Conservative management of mechanical neck disorders: a series of systematic reviews

Article type
Authors
Gross A, Goldsmith C, Kay T, Haines T, Peloso P, Kroeling P, Graham N
Abstract
Background: Mechanical neck pain is common, can severely limit function at home and work, and is costly to society. Many conservative management techniques are used to treat this condition.

Objective: Our objective was to assess whether conservative treatments - manual therapies, physical medicine methods, drug therapies and patient education/ communication, either alone or in combination - relieve pain or improve function/disability, patient satisfaction, and global perceived effect in adults with mechanical neck disorders.

Methods: Eleven systematic reviews of the literature were performed. Computerized bibliographic databases including MEDLINE, EMBASE, MANTIS, CINAHL, ICL, and CCTR were searched without language restrictions from root up to March 2002 for relevant studies. To qualify, studies had to be randomized or quasi-randomized and investigate the use of conservative treatments for mechanical neck disorders. Two independent reviewers identified citations, selected studies, abstracted data, and assessed the quality of the methodology. Relative risk and standardised mean differences were calculated using a random effects model. The reasonableness of combining studies was assessed on clinical and statistical grounds. In the absence of heterogeneity, we calculated pooled effect measures.

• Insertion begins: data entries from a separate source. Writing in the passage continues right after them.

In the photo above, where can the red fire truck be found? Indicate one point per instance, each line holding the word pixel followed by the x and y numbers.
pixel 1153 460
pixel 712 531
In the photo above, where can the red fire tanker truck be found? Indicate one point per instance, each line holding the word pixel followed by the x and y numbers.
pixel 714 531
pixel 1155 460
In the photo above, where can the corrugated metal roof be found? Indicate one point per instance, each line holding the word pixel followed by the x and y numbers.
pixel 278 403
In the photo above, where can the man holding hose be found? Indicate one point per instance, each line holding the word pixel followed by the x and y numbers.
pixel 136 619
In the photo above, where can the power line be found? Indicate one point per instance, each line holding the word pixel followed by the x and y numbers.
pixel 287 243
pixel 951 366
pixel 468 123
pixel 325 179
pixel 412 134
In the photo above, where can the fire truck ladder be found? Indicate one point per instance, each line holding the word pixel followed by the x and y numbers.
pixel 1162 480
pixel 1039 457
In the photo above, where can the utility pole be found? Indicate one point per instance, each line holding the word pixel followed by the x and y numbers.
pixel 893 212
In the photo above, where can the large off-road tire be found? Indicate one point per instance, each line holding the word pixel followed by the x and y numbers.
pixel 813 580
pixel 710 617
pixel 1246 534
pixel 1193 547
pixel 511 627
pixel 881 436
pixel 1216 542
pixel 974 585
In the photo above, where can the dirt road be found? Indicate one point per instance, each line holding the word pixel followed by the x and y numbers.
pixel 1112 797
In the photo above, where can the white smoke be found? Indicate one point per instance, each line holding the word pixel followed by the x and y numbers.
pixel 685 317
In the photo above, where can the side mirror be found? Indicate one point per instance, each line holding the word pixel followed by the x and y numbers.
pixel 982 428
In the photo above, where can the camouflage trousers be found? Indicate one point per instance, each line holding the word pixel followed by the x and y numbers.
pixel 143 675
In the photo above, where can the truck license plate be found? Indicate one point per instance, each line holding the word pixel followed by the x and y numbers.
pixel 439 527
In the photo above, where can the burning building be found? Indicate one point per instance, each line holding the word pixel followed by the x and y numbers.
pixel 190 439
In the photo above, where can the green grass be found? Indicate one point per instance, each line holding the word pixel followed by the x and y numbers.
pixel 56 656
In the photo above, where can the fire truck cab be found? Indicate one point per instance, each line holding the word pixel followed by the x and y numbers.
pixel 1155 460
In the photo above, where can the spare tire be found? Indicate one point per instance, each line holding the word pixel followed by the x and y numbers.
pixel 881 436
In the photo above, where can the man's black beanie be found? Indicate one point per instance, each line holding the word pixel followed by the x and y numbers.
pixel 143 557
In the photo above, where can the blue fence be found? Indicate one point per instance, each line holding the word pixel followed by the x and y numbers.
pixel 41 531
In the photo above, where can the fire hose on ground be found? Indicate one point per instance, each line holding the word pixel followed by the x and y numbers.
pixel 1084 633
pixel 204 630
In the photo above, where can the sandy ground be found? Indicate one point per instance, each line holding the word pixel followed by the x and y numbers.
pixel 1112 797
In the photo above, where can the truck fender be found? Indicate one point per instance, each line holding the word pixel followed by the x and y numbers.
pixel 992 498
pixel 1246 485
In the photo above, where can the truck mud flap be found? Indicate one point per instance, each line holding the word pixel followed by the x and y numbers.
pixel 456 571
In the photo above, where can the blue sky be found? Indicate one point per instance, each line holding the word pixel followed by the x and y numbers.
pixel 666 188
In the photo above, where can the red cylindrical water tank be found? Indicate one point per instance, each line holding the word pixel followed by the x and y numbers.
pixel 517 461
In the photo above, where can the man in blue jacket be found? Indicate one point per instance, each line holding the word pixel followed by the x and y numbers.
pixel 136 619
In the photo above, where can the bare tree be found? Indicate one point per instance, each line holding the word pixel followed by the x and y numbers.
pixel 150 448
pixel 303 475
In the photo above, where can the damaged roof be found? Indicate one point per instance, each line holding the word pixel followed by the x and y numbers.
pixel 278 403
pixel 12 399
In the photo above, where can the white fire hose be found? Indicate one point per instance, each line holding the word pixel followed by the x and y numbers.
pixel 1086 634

Results: Methodological quality was varied across the 106 studies that met our selection criteria; 55% were of high quality. We noted strong evidence of benefit for maintained pain reduction with pooled SMD -0.85(95%CI:-1.20,-0.50), improvement in function with pooled SMD -0.57(95%CI:-0.94,-0.21) and positive global perceived effect with SMD -2.73(95%CI:-3.30,-2.16) favouring multi-modal care (exercise plus mobilization / manipulation as a core strategy), compared to a no treatment control. We found moderate evidence of long-term benefit for pain reduction favouring therapeutic strengthening. Short-term benefit was found when dizziness exercises, oral muscle relaxants, intra-muscular injection of local anesthetic, cervical water pillow, advice on activation strategies and intermittent traction were used. Heat, TENS, EMS, diadynamic current, micro-current, magnetic necklace, collars, advice to rest, static traction, botulinum-A, and manipulation or mobilization used alone or in combination with various other modalities were unlikely to be beneficial. We found that the evidence was not sufficient or sufficiently clear to evaluate effectiveness for many therapies.

Conclusion: The first priority for future research should be phase II and III trials to delineate potent treatment characteristics, followed by factorial design to detect effective care elements within multi-modal approaches. We recommend standardized reporting of treatment characteristics, dosages and adverse side effects. We noted inadequate power in most negative trials; therefore, their true effects remain unclear. Studies using adequate sample sizes are needed.

Multi-modal care (exercise plus mobilization/manipulation as a core strategy) and strengthening exercises had long-term (1 year) benefits. Other therapies like dizziness exercises, oral muscle relaxants, intra-muscular injection of local anesthetic, cervical water pillow, advice on activation strategies and intermittent traction were of benefit in the short-term. We found numerous treatment approaches that were unlikely to be beneficial or had insufficient evidence to determine effectiveness.